There are an increasing number of resources available for those wishing to support young people or parents to learn more about HPV vaccination. This includes a site from the UK with key questions addressed in a tone that is informative and nonjudgemental with links to young people talking about their understanding of the vaccine. It is also possible to download information leaflets across the adolescent age range – as well as information for teachers, parents and health professionals. This can be located at http://www.nhs.uk/Conditions/vaccinations/Pages/hpv-human-papillomavirus-vaccine.aspx.

Looking ahead

The HPV vaccine is a significant breakthrough in the prevention of cervical cancer. More than 5 million young women have now been vaccinated in the UK. It is now being adopted in public health campaigns for young women (and increasingly for young men), and nurses need to be aware of the biological, financial, ethical and political dimensions attached to this important public health initiative that goes beyond cervical cancer (Wright et al. 2006). There is also a need for colleagues to share their experiences of education and implementation to ensure they shape ongoing debates about HPV vaccination for other groups who are at risk in a balanced way.

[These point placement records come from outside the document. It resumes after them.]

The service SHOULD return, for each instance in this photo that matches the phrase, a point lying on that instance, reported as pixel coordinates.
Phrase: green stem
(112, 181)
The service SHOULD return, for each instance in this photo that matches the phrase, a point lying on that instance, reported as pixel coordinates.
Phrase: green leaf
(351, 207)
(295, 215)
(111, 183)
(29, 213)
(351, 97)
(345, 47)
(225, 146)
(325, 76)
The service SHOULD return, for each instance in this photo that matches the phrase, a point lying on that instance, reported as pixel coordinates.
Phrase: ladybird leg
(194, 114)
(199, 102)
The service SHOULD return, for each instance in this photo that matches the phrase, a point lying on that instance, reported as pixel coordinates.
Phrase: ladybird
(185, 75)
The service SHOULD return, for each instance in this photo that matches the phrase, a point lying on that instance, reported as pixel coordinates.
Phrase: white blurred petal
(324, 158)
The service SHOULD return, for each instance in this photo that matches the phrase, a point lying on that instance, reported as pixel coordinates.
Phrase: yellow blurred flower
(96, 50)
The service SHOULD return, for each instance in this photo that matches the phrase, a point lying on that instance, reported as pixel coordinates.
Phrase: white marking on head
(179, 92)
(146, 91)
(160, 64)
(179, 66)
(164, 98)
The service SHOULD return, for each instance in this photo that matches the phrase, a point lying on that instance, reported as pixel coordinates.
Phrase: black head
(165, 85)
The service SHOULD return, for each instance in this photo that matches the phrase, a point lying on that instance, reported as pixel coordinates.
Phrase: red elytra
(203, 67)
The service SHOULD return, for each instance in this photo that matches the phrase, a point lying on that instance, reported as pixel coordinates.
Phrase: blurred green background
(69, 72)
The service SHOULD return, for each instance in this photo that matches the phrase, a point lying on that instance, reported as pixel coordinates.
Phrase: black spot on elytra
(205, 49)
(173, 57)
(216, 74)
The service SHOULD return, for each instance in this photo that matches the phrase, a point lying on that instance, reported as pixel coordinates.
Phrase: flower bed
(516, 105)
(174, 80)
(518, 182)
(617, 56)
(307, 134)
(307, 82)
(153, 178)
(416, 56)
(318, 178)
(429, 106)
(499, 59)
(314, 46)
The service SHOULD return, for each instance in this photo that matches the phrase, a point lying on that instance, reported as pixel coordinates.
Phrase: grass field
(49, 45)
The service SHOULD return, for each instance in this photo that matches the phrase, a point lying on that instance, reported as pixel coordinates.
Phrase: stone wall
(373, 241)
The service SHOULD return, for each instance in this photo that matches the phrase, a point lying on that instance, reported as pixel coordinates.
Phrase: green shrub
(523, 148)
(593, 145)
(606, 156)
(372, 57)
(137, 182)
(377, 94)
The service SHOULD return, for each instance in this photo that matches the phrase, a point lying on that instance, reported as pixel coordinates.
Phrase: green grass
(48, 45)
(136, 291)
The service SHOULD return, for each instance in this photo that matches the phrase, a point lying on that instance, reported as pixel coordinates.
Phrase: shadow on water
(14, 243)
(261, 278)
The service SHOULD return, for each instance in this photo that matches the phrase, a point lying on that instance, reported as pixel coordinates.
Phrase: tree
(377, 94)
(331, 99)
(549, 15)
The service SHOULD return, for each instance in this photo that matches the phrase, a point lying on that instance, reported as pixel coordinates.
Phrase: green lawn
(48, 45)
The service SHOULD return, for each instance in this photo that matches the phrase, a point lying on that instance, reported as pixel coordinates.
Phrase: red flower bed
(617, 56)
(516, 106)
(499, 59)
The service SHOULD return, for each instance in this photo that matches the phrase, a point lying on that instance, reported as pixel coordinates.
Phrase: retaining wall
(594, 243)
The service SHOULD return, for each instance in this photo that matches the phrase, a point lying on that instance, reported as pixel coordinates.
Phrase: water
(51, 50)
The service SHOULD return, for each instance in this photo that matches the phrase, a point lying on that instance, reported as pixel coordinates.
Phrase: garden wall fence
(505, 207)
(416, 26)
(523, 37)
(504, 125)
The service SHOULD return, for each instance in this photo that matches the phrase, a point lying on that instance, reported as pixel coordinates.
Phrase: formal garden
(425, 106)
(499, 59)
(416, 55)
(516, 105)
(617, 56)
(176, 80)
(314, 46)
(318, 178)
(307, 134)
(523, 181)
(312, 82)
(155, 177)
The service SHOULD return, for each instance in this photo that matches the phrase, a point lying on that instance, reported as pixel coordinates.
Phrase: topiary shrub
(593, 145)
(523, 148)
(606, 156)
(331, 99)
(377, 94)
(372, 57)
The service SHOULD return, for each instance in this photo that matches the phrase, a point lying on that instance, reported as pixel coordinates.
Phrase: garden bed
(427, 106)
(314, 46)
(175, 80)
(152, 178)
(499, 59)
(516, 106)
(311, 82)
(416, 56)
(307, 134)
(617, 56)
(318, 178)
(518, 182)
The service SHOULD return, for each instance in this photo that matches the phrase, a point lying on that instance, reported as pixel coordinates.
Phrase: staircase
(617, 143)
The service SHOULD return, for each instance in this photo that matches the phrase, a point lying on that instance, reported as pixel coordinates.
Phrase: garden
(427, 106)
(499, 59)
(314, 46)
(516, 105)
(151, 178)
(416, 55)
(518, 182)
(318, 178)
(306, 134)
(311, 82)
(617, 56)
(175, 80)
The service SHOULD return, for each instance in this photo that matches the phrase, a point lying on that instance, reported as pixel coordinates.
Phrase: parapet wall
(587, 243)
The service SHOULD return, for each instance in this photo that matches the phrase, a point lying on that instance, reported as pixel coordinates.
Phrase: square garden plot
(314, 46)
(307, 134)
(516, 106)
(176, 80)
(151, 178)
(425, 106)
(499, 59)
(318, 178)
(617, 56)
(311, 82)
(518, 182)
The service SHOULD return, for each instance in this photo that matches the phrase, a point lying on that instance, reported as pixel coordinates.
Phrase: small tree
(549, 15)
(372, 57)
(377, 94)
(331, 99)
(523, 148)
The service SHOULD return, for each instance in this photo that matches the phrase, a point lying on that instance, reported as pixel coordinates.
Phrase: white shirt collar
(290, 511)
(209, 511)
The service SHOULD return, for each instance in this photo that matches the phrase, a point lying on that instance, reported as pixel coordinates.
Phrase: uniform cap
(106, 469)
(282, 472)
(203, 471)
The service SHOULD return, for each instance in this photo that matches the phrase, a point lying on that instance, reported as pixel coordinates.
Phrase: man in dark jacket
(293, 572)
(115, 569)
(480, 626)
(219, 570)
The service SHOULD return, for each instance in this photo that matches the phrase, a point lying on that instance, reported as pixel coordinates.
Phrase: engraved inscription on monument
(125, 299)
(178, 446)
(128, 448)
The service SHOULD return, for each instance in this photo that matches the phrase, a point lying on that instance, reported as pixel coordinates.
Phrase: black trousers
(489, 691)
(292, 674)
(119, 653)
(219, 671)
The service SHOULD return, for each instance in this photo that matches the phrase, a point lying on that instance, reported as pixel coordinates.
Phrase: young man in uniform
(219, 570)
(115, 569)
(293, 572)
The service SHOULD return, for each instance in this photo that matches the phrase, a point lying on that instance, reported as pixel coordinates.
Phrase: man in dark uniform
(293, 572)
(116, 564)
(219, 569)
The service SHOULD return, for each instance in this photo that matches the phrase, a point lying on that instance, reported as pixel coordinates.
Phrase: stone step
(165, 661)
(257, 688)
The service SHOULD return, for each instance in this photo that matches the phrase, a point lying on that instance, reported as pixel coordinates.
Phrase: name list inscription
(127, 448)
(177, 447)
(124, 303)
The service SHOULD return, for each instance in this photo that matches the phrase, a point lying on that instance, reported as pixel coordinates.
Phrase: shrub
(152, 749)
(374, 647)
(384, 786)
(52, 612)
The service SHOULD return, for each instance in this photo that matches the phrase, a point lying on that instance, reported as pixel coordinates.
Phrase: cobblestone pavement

Nurses have long been involved in administering vaccinations; however, HPV vaccines raise new and additional concerns, especially when the risk of cancer in the future is being raised, further complicated by its association with sexual activity and young peoples’ private sexual choices.

There now exist opportunities to influence health policy debates about HPV vaccination across the globe. This is linked with the need to ensure that sexual health, in its widest sense, is seen as a topic that remains relevant to nursing to be involved in to help deal with preventable infections, such as HPV, that can have such a negative impact on people's lives.